Maurice Lobre was a French artist. He was born in Bordeaux and died in Paris.
Lobre first gained recognition in the late 19th century when his work was displayed at the Salon du Champs-de-Mars. In 1888 he received an honorary mention and a travel grant from the Salon. That summer he traveled to Normandy where he stayed with Jacques-Émile Blanche. By this time, Blanche regularly hosted popular artists. Degas and Whistler were among his most prominent guests.
By the turn of the 20th century, Lobre produced work in the Intimist style. His motifs were dominated by comfortable bourgeois settings. In April 1905, his work was displayed alongside other practitioners of the style in a collective exhibit at Henri Gervex's galleries.
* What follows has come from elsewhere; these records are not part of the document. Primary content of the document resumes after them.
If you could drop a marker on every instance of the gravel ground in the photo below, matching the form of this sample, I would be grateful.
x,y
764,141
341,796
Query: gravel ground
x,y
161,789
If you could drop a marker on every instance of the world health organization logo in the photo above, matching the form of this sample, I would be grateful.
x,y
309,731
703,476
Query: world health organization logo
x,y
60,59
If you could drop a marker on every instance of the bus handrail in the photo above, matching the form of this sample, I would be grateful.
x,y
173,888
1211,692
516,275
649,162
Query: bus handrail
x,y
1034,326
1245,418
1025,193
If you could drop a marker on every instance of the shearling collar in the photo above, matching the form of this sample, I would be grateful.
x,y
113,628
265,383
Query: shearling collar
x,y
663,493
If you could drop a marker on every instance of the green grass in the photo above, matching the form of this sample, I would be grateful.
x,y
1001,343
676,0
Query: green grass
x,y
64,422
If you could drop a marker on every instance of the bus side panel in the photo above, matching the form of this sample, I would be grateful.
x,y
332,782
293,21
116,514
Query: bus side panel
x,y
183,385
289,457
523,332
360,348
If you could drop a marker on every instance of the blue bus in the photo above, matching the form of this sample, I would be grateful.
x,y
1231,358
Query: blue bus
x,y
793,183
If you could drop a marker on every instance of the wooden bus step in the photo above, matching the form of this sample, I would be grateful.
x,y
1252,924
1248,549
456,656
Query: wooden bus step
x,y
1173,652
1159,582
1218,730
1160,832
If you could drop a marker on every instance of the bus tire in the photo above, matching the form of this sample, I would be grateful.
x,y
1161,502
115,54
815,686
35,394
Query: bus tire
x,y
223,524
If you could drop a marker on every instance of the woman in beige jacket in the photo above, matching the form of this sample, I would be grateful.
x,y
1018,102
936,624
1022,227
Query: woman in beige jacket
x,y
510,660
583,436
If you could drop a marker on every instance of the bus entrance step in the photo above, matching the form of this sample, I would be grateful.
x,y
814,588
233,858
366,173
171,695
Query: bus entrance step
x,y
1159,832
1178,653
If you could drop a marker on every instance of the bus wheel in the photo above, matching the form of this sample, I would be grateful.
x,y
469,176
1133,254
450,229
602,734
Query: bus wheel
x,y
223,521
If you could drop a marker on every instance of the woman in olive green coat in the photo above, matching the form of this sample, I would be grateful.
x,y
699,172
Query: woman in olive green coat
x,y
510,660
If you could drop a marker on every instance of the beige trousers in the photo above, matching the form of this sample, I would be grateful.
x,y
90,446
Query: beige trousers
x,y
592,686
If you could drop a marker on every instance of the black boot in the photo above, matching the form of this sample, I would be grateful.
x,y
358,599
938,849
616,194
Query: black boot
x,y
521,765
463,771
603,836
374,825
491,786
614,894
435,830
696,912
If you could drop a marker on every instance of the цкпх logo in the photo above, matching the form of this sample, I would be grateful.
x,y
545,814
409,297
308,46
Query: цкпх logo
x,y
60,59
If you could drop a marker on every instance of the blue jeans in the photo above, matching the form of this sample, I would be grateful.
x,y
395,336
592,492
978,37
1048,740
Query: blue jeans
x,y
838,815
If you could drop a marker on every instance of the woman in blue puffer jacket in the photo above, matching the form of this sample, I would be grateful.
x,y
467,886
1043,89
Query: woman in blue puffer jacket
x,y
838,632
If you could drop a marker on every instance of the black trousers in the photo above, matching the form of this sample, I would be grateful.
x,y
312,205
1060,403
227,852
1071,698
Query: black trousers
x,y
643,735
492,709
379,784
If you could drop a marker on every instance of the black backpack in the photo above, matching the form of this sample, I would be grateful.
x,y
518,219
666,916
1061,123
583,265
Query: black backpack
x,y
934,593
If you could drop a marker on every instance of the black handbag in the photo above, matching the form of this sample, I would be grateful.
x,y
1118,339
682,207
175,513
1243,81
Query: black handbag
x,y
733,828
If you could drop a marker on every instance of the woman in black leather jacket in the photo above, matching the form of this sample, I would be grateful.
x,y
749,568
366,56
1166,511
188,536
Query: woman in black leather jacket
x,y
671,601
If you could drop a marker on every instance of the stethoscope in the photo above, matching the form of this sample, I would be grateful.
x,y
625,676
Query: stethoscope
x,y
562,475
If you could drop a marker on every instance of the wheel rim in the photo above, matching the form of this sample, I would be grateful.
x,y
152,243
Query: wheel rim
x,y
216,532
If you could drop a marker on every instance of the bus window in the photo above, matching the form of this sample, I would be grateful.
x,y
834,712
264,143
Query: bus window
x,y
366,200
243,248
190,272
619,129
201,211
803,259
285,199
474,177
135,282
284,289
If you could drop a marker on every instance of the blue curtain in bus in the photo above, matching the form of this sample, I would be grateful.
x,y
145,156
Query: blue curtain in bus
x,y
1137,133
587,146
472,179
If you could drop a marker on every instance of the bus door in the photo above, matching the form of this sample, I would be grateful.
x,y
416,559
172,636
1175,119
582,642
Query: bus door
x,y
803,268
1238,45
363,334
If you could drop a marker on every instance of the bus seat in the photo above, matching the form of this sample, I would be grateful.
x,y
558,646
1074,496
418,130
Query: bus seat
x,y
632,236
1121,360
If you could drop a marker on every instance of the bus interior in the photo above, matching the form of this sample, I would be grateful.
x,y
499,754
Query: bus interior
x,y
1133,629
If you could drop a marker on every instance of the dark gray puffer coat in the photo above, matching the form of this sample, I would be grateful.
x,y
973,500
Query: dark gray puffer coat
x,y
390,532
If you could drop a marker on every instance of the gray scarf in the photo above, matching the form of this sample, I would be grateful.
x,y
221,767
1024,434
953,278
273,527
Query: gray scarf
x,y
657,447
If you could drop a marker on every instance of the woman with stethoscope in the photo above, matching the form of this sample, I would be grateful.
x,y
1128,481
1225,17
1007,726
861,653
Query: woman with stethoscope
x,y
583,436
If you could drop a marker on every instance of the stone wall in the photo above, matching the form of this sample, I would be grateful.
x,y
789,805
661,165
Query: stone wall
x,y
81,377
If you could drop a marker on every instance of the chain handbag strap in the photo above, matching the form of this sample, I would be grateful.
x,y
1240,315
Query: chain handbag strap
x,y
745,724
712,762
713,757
The exhibit featured pieces by Édouard Vuillard – who coined the term "intimiste" to describe his own paintings – Henri Matisse, Hermann-Paul, René-Xavier Prinet and Ernest Laurent. Lobre was granted prominent space for his "delicious interiors of the Chateau of Versailles".
The star of 1908's Salon du Champs-de-Mars was unquestionably Rodin, but Lobre was "well represented", and his prominence increased during the period before the Great War.
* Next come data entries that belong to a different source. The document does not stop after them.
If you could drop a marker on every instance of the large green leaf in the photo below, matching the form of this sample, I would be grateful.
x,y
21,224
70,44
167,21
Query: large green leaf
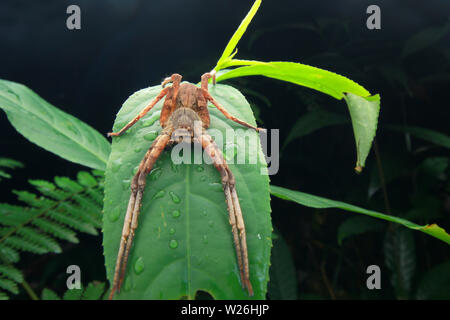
x,y
312,201
183,242
52,129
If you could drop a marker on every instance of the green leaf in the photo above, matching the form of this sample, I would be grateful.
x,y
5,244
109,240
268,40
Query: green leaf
x,y
48,294
364,113
93,291
323,203
238,34
51,128
356,225
73,294
432,136
313,121
400,258
184,208
318,79
11,273
283,279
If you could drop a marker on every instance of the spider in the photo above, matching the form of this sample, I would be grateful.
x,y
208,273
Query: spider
x,y
185,106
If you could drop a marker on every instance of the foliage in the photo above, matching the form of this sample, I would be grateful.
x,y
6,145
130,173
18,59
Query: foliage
x,y
73,140
56,212
184,204
94,291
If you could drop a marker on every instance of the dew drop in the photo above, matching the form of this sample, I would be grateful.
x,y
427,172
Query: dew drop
x,y
150,121
116,165
114,215
151,135
175,198
173,244
159,194
174,167
127,286
175,213
216,186
155,174
126,184
139,265
230,152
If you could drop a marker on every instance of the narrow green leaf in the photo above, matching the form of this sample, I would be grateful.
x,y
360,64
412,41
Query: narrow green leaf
x,y
184,242
364,113
357,225
318,79
51,128
435,283
238,34
323,203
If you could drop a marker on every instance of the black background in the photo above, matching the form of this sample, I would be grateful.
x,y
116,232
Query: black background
x,y
124,46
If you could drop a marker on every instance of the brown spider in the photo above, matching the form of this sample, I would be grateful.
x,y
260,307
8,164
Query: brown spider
x,y
184,105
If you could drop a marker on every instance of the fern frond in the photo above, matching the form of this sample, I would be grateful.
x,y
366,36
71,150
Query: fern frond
x,y
11,273
94,291
10,164
48,294
54,212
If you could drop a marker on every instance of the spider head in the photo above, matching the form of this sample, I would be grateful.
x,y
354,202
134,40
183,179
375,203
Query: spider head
x,y
175,78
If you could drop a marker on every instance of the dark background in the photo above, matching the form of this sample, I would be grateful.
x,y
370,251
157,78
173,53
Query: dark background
x,y
124,46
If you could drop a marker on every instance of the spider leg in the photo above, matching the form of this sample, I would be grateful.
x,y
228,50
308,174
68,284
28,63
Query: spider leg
x,y
134,206
234,209
142,113
207,95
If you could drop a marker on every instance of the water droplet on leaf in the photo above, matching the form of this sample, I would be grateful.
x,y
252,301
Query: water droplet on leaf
x,y
151,135
139,265
173,244
116,165
175,198
175,213
159,194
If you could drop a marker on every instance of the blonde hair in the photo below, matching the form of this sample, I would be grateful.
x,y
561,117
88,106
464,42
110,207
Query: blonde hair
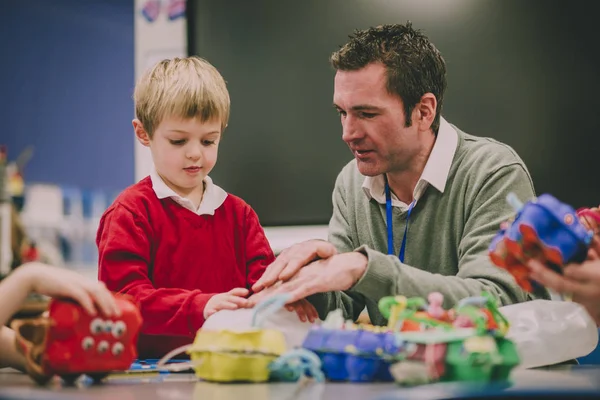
x,y
181,87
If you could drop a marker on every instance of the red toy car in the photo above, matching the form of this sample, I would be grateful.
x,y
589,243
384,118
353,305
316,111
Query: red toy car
x,y
69,342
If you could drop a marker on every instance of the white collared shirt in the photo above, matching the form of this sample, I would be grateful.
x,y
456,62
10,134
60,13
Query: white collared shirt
x,y
212,199
435,172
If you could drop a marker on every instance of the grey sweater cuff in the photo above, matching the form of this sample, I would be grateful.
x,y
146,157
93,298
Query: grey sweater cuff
x,y
379,279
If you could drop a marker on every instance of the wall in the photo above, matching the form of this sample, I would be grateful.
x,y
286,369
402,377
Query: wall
x,y
67,79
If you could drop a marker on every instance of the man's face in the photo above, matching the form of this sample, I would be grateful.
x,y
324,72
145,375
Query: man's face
x,y
373,121
184,151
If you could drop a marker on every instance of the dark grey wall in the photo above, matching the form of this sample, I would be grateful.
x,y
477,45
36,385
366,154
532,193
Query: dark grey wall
x,y
522,72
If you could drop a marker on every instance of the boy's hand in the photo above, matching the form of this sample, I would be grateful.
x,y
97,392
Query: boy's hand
x,y
304,309
60,282
232,300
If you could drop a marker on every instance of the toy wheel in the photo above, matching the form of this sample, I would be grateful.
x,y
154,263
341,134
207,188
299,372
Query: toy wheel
x,y
41,379
97,378
70,379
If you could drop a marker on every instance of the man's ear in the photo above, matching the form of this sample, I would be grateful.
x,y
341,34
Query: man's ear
x,y
140,132
424,112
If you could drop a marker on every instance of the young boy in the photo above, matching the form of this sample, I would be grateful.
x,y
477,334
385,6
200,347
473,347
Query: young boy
x,y
176,242
50,281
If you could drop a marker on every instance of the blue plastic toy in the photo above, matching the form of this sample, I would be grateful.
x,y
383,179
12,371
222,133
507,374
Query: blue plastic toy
x,y
542,228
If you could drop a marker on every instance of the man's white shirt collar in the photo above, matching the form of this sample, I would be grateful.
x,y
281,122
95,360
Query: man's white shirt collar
x,y
212,199
435,172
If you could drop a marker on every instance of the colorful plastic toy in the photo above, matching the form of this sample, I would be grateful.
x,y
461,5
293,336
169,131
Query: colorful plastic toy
x,y
474,349
69,342
352,353
251,355
422,343
542,228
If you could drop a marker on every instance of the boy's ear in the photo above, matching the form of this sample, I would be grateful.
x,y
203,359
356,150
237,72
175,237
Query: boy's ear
x,y
140,132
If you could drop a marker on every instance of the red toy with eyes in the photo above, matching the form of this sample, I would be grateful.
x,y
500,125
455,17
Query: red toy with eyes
x,y
69,342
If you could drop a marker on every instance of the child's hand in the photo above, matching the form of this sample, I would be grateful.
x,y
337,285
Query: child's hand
x,y
60,282
232,300
304,309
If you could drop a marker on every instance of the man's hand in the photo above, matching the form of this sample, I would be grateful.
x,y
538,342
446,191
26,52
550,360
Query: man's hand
x,y
336,273
232,300
293,259
582,281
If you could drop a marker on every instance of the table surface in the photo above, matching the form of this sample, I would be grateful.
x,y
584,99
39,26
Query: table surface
x,y
15,385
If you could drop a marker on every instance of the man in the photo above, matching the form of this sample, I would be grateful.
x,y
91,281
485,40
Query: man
x,y
416,209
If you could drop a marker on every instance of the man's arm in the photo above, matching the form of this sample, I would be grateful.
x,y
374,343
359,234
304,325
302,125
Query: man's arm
x,y
386,275
341,235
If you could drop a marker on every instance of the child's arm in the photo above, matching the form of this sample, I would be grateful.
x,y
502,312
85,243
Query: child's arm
x,y
259,256
124,242
50,281
258,250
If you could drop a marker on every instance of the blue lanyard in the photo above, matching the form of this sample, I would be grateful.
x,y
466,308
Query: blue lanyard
x,y
388,211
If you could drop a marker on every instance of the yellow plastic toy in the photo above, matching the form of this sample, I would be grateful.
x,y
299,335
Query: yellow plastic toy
x,y
226,356
243,356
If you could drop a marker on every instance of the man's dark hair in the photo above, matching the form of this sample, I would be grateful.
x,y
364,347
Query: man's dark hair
x,y
414,66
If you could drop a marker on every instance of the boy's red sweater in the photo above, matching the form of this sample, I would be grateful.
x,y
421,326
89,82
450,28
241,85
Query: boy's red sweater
x,y
172,261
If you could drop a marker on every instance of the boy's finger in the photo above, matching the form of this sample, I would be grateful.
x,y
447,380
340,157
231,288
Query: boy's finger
x,y
241,292
226,305
311,311
239,301
300,311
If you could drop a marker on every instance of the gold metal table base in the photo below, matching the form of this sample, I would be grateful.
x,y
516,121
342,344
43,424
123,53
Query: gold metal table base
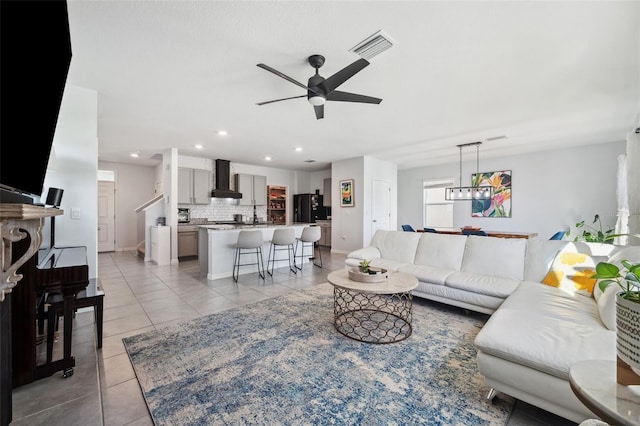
x,y
373,317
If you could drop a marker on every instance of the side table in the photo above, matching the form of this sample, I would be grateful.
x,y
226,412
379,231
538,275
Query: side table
x,y
594,383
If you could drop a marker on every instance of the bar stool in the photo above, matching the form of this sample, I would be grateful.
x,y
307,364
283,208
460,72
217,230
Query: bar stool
x,y
310,235
249,242
283,239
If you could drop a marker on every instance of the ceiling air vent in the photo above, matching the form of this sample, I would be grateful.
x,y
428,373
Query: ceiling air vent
x,y
373,45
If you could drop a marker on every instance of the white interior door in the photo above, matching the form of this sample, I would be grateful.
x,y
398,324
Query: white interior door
x,y
380,210
106,216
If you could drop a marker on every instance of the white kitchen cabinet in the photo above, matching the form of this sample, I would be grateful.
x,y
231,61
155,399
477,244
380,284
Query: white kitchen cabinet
x,y
161,245
253,189
187,241
325,232
194,186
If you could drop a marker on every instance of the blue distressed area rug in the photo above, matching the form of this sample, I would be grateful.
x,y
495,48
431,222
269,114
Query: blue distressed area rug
x,y
282,362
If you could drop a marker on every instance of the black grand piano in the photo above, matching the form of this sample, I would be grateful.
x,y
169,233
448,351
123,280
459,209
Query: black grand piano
x,y
55,270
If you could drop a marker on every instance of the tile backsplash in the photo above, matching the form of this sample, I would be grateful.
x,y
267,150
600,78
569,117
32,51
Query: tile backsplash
x,y
222,210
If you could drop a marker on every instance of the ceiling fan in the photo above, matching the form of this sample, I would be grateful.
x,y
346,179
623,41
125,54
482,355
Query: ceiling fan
x,y
320,90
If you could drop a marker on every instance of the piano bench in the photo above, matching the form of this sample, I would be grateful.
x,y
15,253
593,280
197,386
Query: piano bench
x,y
92,296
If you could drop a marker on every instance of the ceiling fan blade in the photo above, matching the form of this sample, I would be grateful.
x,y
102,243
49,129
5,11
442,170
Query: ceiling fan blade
x,y
279,74
337,95
286,77
343,75
278,100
Lobre was close to the poet Robert de Montesquiou who dedicated his collection of sonnets, Les Perles rouges (1899) to him.
When Europe descended into chaos in the summer of 1914, Maurice Lobre helped depict its atrocities. Some of the work he produced during this period is now part of the Smithsonian collection and grouped with fellow Intimists Hermann-Paul and Ernest Laurent.